La mission des Nations Unies en Guinée, en visite pour l’évaluation des besoins électoraux, suscite des attentes et des appels à l’action de la part des acteurs politiques et de la société civile. Alpha Bayo, un influent acteur de la société civile, profite de cette occasion pour mettre en lumière des dossiers sensibles : la situation des prisonniers politiques, des exilés et des disparus.
Le rôle manqué de la CEDEAO dans la transition guinéenne
Dès le début de ses déclarations, Alpha Bayo n’a pas hésité à dénoncer le manque de réactivité de la CEDEAO, l’organisation sous-régionale qui, selon lui, aurait dû jouer un rôle plus déterminant dans l’évaluation des besoins électoraux en Guinée. « Dans les conditions normales, cette fonction est dévolue à la CEDEAO, puisque c’est avec elle que les autorités de la Transition ont signé l’accord dynamique de 2 ans, dont l’échéance arrive le 31 décembre 2024 », a-t-il rappelé.
Il critique sévèrement le rôle de la CEDEAO, soulignant que l’institution a perdu toute crédibilité dans la gestion de la transition guinéenne. Il a ajouté : « Le peuple de Guinée est complètement abandonné par la communauté internationale dans la transition guinéenne, comme si on avait oublié que la Guinée a signé un accord avec la CEDEAO. » Il rappelle que pendant la transition du CNDD, « les institutions onusiennes étaient mobilisées pour le retour à l’ordre constitutionnel ». À cet égard, il compare la situation actuelle à celle de cette période et estime que la Guinée est laissée à elle-même.

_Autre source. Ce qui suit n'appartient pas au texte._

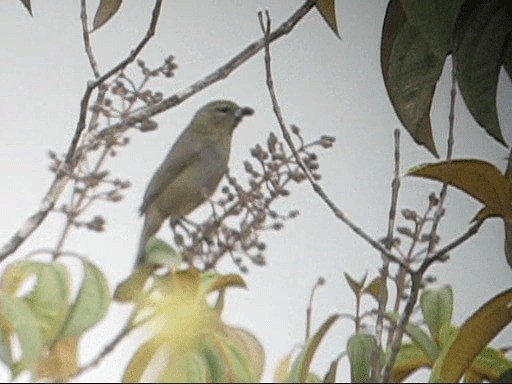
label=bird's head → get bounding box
[194,100,254,135]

Les priorités de la mission des Nations-Unies
Alpha Bayo a exprimé sa satisfaction face à la mission des Nations Unies, mais il a également souligné que la réussite de cette mission dépendra de plusieurs facteurs essentiels. Il a insisté sur le fait que la mission de l’ONU doit se concentrer sur des questions cruciales pour la paix et la justice en Guinée. Selon lui, la mission doit impérativement prendre en compte « la situation de FONIKE MENGUE, de Billo Bah et de tous les disparus ; la situation des prisonniers et des exilés politiques ; l’abandon des méthodes de répression sanglante contre les opposants au glissement du chronogramme de la transition et l’éventuelle candidature du Général Doumbouya. C’est une méthode rétrograde qui n’a jamais été la solution », a-t-il déclaré.
Pour M.Bayo, l’évaluation des besoins électoraux par l’ONU doit intégrer des propositions concrètes pour garantir un avenir démocratique en Guinée. « La réussite de cette mission dépendra de la prise en compte de ces préoccupations fondamentales. L’ONU doit veiller à ce que la situation des prisonniers politiques et des exilés soit une priorité », a-t-il ajouté.

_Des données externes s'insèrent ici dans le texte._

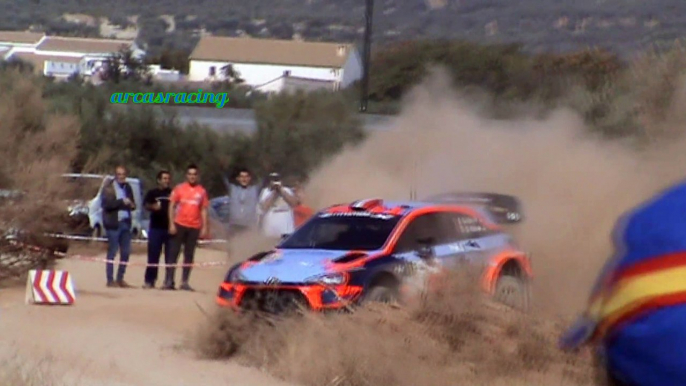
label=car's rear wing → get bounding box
[422,192,524,224]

Il a également exhorté la mission à prendre en compte une proposition capitale pour la transition : « Il est essentiel de reconduire l’article 47 de la charte de la transition dans les dispositions transitoires de la nouvelle constitution, afin d’interdire au Président et aux membres du CNRD de faire acte de candidature, ni aux élections nationales, ni aux élections locales, qui marqueront la fin de la Transition », a-t-il affirmé. Selon lui, l’adoption de cette mesure marquerait « le début du commencement » pour la résolution de la crise qui frappe actuellement la Guinée.

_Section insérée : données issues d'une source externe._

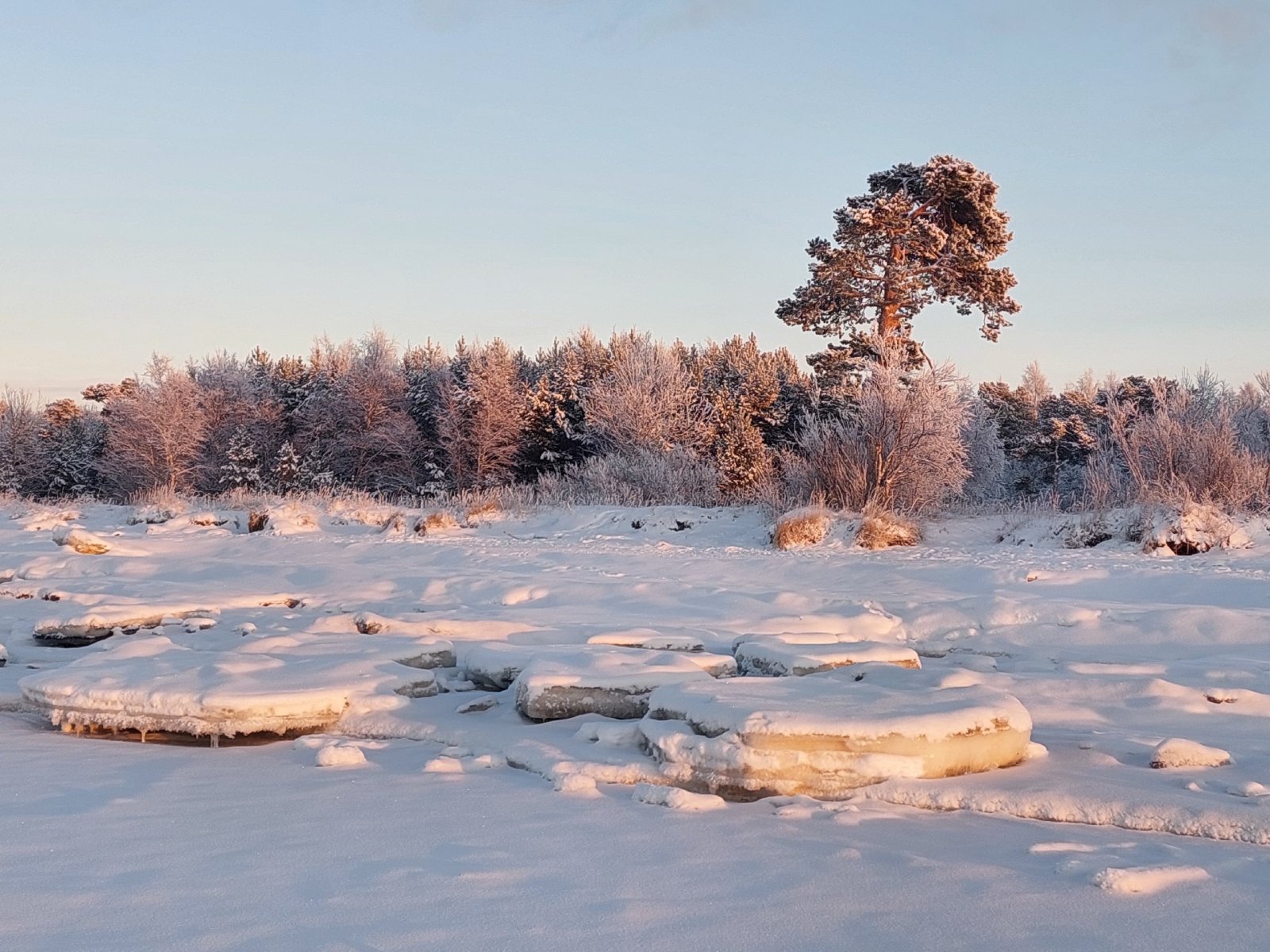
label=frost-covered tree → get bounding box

Une priorité absolue : la libération des disparus
L’un des points centraux de l’intervention de Bayo concerne la libération des disparus politiques. « La situation des disparus doit être une priorité absolue. FONIKE MENGUE, Billo Bah et tous les disparus doivent être libérés », a-t-il insisté. Il a ajouté que, pour que le travail de l’ONU en Guinée soit véritablement efficace, la mission doit d’abord exiger la libération des personnes disparues. « La priorité doit être donnée à leur libération, car c’est une condition sine qua non pour qu’une mission sur le terrain ait un véritable impact », a-t-il affirmé.
Alpha Bayo a également souligné l’importance de mettre à profit cette mission pour évoquer la situation des personnes « arbitrairement et injustement arrêtées », dont les familles traversent des moments extrêmement difficiles. « Nous, leurs proches, vivons les moments les plus difficiles et périlleux. Les familles des disparus souffrent terriblement et attendent de voir leurs proches revenir chez eux », a-t-il conclu.
Un appel à l’action
La mission des Nations Unies en Guinée est une occasion cruciale pour la communauté internationale d’aborder des questions fondamentales concernant les droits humains et la justice politique en Guinée. Alpha Bayo, tout en saluant l’initiative de l’ONU, a rappelé que la réussite de cette mission dépendra de l’engagement concret pour la libération des prisonniers et des exilés politiques, et de la révision des politiques répressives. Les espoirs placés en cette mission pourraient bien marquer un tournant décisif pour l’avenir de la Guinée.